Notitie
Voor toegang tot deze pagina is autorisatie vereist. U kunt proberen u aan te melden of de directory te wijzigen.
Voor toegang tot deze pagina is autorisatie vereist. U kunt proberen de mappen te wijzigen.
Opmerking
Dit is niet de nieuwste versie van dit artikel. Zie de .NET 10-versie van dit artikel voor de huidige release.
Waarschuwing
Deze versie van ASP.NET Core wordt niet meer ondersteund. Zie het .NET- en .NET Core-ondersteuningsbeleid voor meer informatie. Zie de .NET 9-versie van dit artikel voor de huidige release.
In dit artikel wordt uitgelegd hoe u een aangepaste verificatiestatusprovider maakt en meldingen ontvangt over wijzigingsmeldingen van gebruikersverificatiestatussen in code.
De algemene benaderingen voor apps aan de serverzijde en clientzijde Blazor zijn vergelijkbaar, maar verschillen in hun exacte implementaties, dus dit artikel draait tussen apps aan de serverzijde Blazor en apps aan de clientzijde Blazor . Gebruik de draaikiezer boven aan het artikel om de draaitabel van het artikel te wijzigen zodat deze overeenkomt met het type Blazor project waarmee u werkt:
- Apps aan de serverzijde Blazor (Server pivot): Blazor Server voor .NET 7 of eerder en het serverproject van een Blazor Web App vanaf .NET 8 of hoger.

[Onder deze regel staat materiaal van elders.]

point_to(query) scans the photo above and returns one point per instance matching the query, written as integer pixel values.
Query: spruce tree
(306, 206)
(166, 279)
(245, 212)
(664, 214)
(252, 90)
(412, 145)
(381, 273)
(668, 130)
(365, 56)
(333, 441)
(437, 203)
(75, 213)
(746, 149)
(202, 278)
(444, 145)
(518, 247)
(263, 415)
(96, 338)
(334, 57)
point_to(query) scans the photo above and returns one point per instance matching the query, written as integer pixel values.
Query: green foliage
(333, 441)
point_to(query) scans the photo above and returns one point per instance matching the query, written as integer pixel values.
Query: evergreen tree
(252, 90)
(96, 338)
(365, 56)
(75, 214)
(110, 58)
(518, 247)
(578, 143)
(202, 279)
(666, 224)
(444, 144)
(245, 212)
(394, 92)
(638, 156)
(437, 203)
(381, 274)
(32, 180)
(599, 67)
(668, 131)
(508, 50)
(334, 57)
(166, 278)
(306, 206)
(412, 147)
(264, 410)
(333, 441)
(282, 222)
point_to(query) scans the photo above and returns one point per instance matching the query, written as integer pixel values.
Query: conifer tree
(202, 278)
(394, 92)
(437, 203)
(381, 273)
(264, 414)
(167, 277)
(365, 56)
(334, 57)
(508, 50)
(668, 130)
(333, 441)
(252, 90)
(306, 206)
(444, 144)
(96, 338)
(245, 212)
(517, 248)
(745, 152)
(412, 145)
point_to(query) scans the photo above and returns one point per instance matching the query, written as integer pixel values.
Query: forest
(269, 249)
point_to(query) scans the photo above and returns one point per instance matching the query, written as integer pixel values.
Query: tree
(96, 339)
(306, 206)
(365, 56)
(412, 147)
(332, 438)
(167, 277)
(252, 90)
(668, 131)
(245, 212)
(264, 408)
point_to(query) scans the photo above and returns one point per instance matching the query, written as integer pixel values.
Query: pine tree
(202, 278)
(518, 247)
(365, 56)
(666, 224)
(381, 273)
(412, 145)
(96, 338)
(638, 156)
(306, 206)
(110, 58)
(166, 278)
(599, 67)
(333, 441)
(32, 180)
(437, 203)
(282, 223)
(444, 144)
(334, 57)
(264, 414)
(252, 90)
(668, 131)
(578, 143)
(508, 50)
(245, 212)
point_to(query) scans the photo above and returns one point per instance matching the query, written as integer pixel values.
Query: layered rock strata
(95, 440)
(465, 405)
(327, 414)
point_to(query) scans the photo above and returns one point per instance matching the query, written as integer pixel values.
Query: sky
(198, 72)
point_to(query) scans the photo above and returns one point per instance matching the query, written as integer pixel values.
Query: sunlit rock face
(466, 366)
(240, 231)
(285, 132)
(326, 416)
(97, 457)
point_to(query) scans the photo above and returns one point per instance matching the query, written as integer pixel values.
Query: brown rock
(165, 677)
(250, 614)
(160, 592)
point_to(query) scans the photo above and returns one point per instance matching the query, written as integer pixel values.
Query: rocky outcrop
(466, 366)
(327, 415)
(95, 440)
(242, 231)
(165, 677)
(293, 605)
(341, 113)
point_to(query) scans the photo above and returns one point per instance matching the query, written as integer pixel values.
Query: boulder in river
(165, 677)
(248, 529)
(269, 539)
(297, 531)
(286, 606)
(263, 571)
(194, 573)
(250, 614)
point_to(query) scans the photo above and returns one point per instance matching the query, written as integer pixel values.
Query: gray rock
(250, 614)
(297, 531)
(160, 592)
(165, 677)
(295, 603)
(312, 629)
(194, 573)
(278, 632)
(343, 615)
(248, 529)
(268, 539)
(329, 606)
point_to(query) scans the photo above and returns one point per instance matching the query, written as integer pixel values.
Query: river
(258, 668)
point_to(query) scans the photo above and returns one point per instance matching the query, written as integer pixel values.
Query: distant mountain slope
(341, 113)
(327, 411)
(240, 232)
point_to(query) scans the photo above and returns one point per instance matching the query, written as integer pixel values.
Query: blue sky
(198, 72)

- Apps aan de clientzijde Blazor (pivot): Blazor WebAssembly voor alle versies van .NET of het Blazor WebAssembly project van een
.Client.NETBlazor Web App 8 of hoger.
Abstracte AuthenticationStateProvider klasse
Het Blazor framework bevat een abstracte AuthenticationStateProvider klasse voor informatie over de verificatiestatus van de huidige gebruiker met de volgende leden:
- GetAuthenticationStateAsync: Haalt asynchroon de authenticatiestatus van de huidige gebruiker op.
- AuthenticationStateChanged: Een gebeurtenis die een melding geeft wanneer de verificatiestatus is gewijzigd. Deze gebeurtenis kan bijvoorbeeld worden gegenereerd als een gebruiker zich aanmeldt of afmeldt bij de app.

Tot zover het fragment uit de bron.